Insgesamt sehen wir vielleicht zu wenig, in welche Abhängigkeit von Tech-Produkten wir gerade getrieben werden, die sich in die menschlichen Beziehungen drängen, die beim Übersetzen und Büchermachen, aber auch in kleinen und großen Gemeinschaften gepflegt werden. Man spricht auch von einem „Lock-in-Effekt“: Erst wird uns eine Technik als unausweichlich verkauft, damit wir sie in unsere Zusammenhänge einbinden, und dann sollen wir sie bezahlen. Und auf dem Weg verlernen, ohne sie auszukommen. Wir wissen auch zu wenig über die ökologischen Kosten Bescheid, eigentlich sind diese ein Totschlagargument, denn der Ressourcen‑, Wasser- und Energieverbrauch für den Einsatz von generativer KI ist so unglaublich hoch, dass wir uns die Systeme allein aus diesem Grund gar nicht leisten können. Aus dem Bedürfnis, Hintergründe aufzuzeigen, entspringt jedenfalls der aufklärerische Impuls, der vielen Texten in Automatensprache eigen ist.
Begegnen wir den rasanten Entwicklungen von KI also zu naiv?
Wir haben uns daran gewöhnt, dass wir alles, was im Internet umsonst ist, mit Daten bezahlen und zugleich darauf vertrauen, dass schon nichts Schlimmes damit passiert – die meisten von uns kennen nur demokratische Gesellschaftsordnungen, die, zumindest theoretisch, Privatrechte schützen. Viele betrachten die textgenerierenden Produkte auch einfach als ein weiteres „Tool“, das wir zu unseren persönlichen Zwecken ja so oder so einsetzen können, das heißt, dass wir Herr und Frau im eigenen Haus bleiben.
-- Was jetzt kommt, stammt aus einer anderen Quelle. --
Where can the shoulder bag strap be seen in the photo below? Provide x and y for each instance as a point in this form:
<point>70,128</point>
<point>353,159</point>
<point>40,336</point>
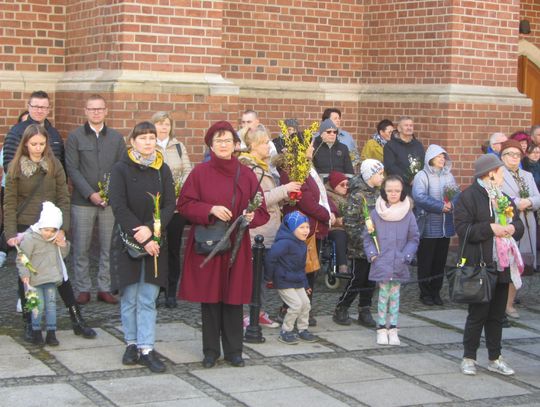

Das bezweifle ich aber, die Systeme weisen den Menschen bestimmte Rollen zu, nicht umgekehrt. Die Technik zwingt uns neue Gewohnheiten, Gesten und Reize auf und wir reagieren – bewusst oder unbewusst. Ob unsere mechanischen Kontrollmechanismen der Befehlseingabe diesen psychologischen Kontrollmechanismen überlegen sind, daran habe ich meine Zweifel, man kann das bereits an Social-Media-Effekten beobachten.
Doch Nutzer und manche Verlage testen natürlich auch, ob sich nicht doch eine „Produktions- und Gewinnsteigerung“ herausschlagen lässt, das ist ja das große Versprechen. Vergessen wird dabei, dass wir in einer gesellschaftlichen Konstellation leben, in der Daten- und Kapitalkonzentration auch zu einer enormen Machtkonzentration führt. Das Beispiel Elon Musk, die Manipulation „seiner“ Medienangebote für politische Zwecke und inzwischen auch direkten politischen Ambitionen sind dafür recht sprechend: Jetzt geht es etwa darum, öffentliche Gelder (zum Beispiel der NASA) ins eigene Geschäft (SpaceX) umzulenken oder den nächsten Präsidenten ins Amt zu hieven.
Die Machtkonzentration hat sich für mich auch in der Tatsache gezeigt, dass die Sprachmodelle von den Ethikkommissionen im Zuge der Ausarbeitung des neuen KI-Gesetzes der EU als Hochrisikotechnologie eingestuft wurden, das erfolgreiche Lobbying von KI-Unternehmern konnte diese Einschätzung und folglich den Gesetzestext aber aushebeln. Hier erwerben wenige Privatunternehmer, die von niemandem gewählt wurden, eine ungeheure Macht über uns alle, eigentlich ein Unding in einer Demokratie. Der Automatensprache-Beiträger Michael Seemann beschreibt sehr gut, wie BigTech-Konzerne etwa das Internet kapern: Wir sollen in Zukunft nicht mehr auf viele Einzelseiten klicken, sondern nur noch auf wenige Chatbots, die in der Hand von wenigen liegen.
Was erklärt noch die verhaltene Reaktion? Dass das humanisierende Werbevokabular der Tech-Industrie ziemlich gut verfängt? Dass wir wirklich glauben, Maschinen könnten dichten und denken, nur weil wir sie mystifizieren? Vielleicht aber auch die eigene Bequemlichkeit, die Hoffnung, selbst davon profitieren zu können?
Du unterscheidest in Deinem Essay „Das Blaue vom grünen Himmel“ zwischen menschlicher Sprache und Automatensprache, wobei letztere „täuschend echt“ wirken kann. Wie können Leser:innen erkennen, ob es sich um Automatensprache handelt?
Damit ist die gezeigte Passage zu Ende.